Since before the time of Christ, the Celtic calendar noted the night of October 31st as the beginning of the new year and the festival of Samhain (summer’s end). This was celebrated as the festival of the dead, and it was believed that on this night the souls of the dead revisited the physical world. While many of the current Halloween traditions – trick-or-treating, jack-o-lanterns, bobbing for apples – may have roots in the customs of Samhain, reports about their original meanings differ.
During the 7th century, Christians set aside a day in May to commemorate those who had been martyred for their faith. In the following century, the Roman Catholic Church established November 1st as All Saints Day in an attempt to overpower the pagan festival. Obviously, the church’s attempt to Christianize the pagan day was not completely successful and many of the pagan rituals remained. As the church called attention to this day, it unintentionally brought legitimacy and popularity to the lingering pagan traditions.
To add to the mix, October 31 was also the day on which Martin Luther presented his 95 theses against indulgences to the Roman Catholic Church. This event is usually seen as the beginning of the Protestant Reformation and the day is still commemorated in many Protestant churches as Reformation Day.
As Christians in the 21st century, we are now left to sift through a pile of jumbled history. There remains a contingent of people who still celebrate Halloween as an opportunity for pagan worship, contact with spirits, and other rituals opposed to Christ. Others simply use the dark connotations of the day as an opportunity for fear, mischief, and vandalism. However, a far greater portion of our culture is likely unaware of the dark origins of the day, and they see Halloween as a piece of traditional Americana. For them, October 31 is a time for children to enjoy costumes, candy, and the thrill of being scared. In the midst of these factors, seeking to honor Christ on this day seems more complicated. How should Christians feel and what should we do on October 31?
Many Christians feel that the pagan origins of the day are so far removed from current activities, that a new American tradition has been born.

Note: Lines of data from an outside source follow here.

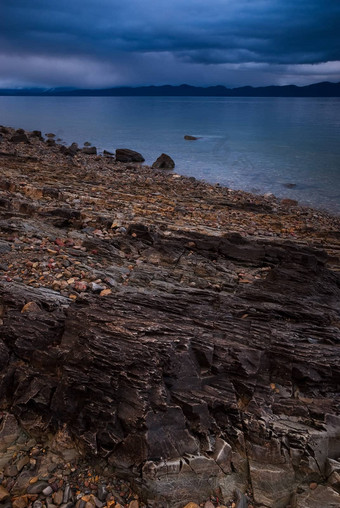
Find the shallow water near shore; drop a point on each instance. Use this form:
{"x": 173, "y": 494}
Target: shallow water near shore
{"x": 287, "y": 146}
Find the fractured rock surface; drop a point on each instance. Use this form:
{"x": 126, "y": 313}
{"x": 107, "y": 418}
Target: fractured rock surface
{"x": 192, "y": 361}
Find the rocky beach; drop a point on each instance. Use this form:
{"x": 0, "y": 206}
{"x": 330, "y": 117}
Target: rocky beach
{"x": 164, "y": 342}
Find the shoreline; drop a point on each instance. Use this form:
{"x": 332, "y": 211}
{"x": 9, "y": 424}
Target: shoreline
{"x": 206, "y": 295}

For these believers, children costumed as cowboys and princesses in pursuit of tooth-decaying candy is completely divorced from the Celtic festival of the dead. For them, Halloween has simply become a day for children and parents to be together in the community – a night set aside for creative and harmless fun.
Other Christians are concerned about the darkness that still lingers on this day in overt and subtle ways. These believers are aware of the increase in pagan influences and the infatuation with death which the night may bring. Far from being objects of fun, ghosts and goblins, vampires and werewolves, monsters and witches are seen as doorways to the influence of our enemy the devil. Indeed, at this time of year our culture seems to be consumed with fear. It has become an industry. Many Christians recognize that God has no room for fear – even if it wears the disguise of entertainment. Many with this perspective on Halloween have a burden to be active in prayer and oppose any advance the enemy might attempt.

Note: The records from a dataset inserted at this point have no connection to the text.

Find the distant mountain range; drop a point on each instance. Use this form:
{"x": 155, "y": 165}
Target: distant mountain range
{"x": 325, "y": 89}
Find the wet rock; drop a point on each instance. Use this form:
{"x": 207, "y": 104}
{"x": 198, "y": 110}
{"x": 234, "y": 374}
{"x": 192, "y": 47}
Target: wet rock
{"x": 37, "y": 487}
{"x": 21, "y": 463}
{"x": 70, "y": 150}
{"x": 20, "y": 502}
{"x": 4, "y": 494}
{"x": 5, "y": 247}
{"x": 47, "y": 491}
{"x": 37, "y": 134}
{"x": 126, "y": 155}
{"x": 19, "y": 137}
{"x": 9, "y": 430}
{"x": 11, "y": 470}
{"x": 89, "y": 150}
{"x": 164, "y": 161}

Still other Christians see Halloween as a tremendous opportunity for evangelism in America. Televisions are getting bigger, fences are getting taller, laws are getting tighter, tolerance is getting broader, and lives are getting faster. Yet, October 31 remains one of the few days of the year when people are outside of their homes interacting with their neighbors. For some, this opportunity is too good to pass up. Many across the country are manning the front door ready to share Gospel tracts with their candy, while others are joining more large-scale evangelism efforts with their church.

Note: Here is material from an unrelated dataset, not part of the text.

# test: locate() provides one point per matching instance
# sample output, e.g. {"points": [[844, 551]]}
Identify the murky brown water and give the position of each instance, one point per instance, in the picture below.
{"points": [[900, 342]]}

So, which one of these approaches is the best way for the body of Christ to bring glory to God on this night? Well, convictions differ, and there may be no one-size-fits all approach. Each family needs to make an informed decision and follow the convictions God has laid on their heart. On October 31, as on any day of the year, actions that please our Father are motivated by wisdom, not ignorance; faith, not apathy; and humility, not judgment.
For years at Living Hope Church, we have sponsored an event that attempts to put together the strengths of each possible approach. On October 31 many from the church will gather at a local family’s house for an outreach event we call Light the Night. We’ll be right in the midst of the community, sharing games, candy, and refreshments with our neighbors and friends. We’ll be standing prayerfully in the name of Christ against the dark influences of the world. And, we’ll be presenting the good news of Jesus through Gospel tracts and conversations.
So, what will you do this October 31? Pray? Connect with neighbors? Join your church outreach? Whatever you do, make sure you follow the Spirit’s leading and walk in faith.